I once had a wart on the back of my hand near the base of my little finger. I was forever hitting it on things causing it to hurt and bleed. My mom revealed an old wives tale remedy that involved rubbing the wart with an old dishrag and then secretly burying the rag at a place to be known only to me. It was aggravating enough so I thought I would give it a try. Two days later while working on my bike wheel the wart disappeared. I had my bike turned upside down and while spinning the wheel my hand with the wart bumped the spokes and the wart went flying. Coincidence? I'm not one to dwell on details when things are going my way.
Our medicine cabinet had a good supply of Vicks VapoRub and Mercurochrome. I can still smell those odors that leaked out of the cabinet and seemed to fill the bathroom. There was a cute "monkey blood" name given to the Mercurochrome in an attempt to lessen the fear of that stinging burn when it was applied. That never worked on me.  
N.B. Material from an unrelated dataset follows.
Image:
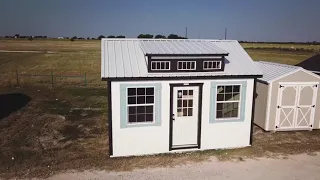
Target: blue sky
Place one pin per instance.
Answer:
(252, 20)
During the winter months the classrooms at St. Joseph's Catholic School were often filled with the strong smell of Vicks Vaporub. Evidently the contents of other medicine cabinets in and around Bandera weren't unlike the one in the Clark household.
Often while Growing Up In Bandera I was the errand boy who did frequent runs to the grocery store for my mom. If she had Vicks cough drops on the list I always claimed they were out and I had to get Luden's cherry cough drops instead. Those things were a nickel a box and tasted like candy.